A cura também envolve "o princípio da reciprocidade, a capacidade de igualmente dar e receber, e a capacidade de vincular-se. Para mantermos nossa saúde e bem-estar necessitamos manter o equilíbrio entre crescer e receber e reconhecer quando um dos pólos está mais desenvolvido que o outro (...) O princípio da reciprocidade monitora o equilíbrio existente entre nossa natureza de amor e de saúde", pondera a antropóloga Angeles Arrien, Ph.D., na sua obra The Four-fold Way — Waiking the Paths of the Warrioi; Teacliet; Healer and Visionary.

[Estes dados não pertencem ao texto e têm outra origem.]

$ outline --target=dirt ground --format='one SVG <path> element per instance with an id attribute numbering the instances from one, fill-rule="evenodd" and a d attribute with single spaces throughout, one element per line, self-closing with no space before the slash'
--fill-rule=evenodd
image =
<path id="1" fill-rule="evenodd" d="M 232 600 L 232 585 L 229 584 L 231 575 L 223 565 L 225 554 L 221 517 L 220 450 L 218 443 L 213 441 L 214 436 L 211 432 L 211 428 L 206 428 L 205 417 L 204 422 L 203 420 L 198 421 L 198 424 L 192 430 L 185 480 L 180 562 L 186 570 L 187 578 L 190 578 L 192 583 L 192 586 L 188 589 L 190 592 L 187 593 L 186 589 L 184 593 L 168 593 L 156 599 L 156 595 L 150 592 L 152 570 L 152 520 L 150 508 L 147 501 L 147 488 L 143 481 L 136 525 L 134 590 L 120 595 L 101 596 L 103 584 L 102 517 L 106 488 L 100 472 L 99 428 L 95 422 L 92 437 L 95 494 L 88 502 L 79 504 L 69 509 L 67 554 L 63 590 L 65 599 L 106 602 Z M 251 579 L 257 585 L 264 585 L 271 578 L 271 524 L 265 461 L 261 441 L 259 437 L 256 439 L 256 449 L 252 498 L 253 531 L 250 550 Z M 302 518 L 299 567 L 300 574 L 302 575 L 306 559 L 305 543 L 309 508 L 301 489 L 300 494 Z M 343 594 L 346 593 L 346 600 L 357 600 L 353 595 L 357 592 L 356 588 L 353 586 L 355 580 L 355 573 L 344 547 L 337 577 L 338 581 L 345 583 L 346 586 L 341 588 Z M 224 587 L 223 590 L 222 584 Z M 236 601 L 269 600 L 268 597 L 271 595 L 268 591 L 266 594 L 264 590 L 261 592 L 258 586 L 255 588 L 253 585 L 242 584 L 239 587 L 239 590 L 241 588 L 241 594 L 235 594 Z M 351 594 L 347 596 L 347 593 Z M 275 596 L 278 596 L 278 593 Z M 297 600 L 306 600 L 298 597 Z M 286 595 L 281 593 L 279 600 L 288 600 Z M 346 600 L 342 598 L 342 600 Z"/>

Todo processo de cura passa, necessariamente, pelo coração. Quer seja do curador ou do curando. Sem isso, é impossível acessar as forças curadoras e curativas que o Universo disponibiliza para nós. Sem um coração íntegro e limpo é impossível encontrar a cura ou auxiliar no processo curativo de outrem, pois curare penetrar um momento transcendente e atemporal no qual se experimenta o Poder Divino. E este poder se expressa e se manifesta na capacidade de amar e entender as nossas relações com tudo que é vivo e não-vivo na Criação.

O curador verdadeiro é aquele que consegue expressar o ser em toda sua plenitude e que aprendeu a importância do "curar a si mesmo" no caminho da responsabilidade sobre si, compreendendo seus limites e responsabilidades, reconhecendo que é parte do Todo e, portanto, co-responsável pela doença ou cura do planeta e seus habitantes.

Desta maneira o curador ajuda a quem o procura a enxergar seus bloqueios e ver a potencialidade que possui de transmutá-los. É função do xamã estimular o "doente" a mudar o seu padrão sutil, abrindo-se para a cura verdadeira que inclui compreensão, vontade e aceitação.

O princípio da cura prega a necessidade de harmonia, equilíbrio, para se alcançar o bem-estar. Tudo aquilo que ajude o ser humano a se harmonizar com as demais manifestações de vida no Planeta, permita a sua integração com o ecossistema e auxilie no processo de adaptação dos corpos físico, emocional, mental e espiritual representa uma medicina.

Os xamãs possuem quatro medicinas principais: cura, acesso a conhecimento novo ou perdido, desenvolvimento do poder, profecia ou predições. Apesar de terem conhecimentos de todas elas, costumam concentrar-se em uma a fim de conhecê-la mais a fundo.

Cada processo de transmutação e cada curador traz a sua medicina própria. E todos os nativos se referem a medicina como o conjunto de elementos desse processo e a forma como eles são utilizados por determinado xamã.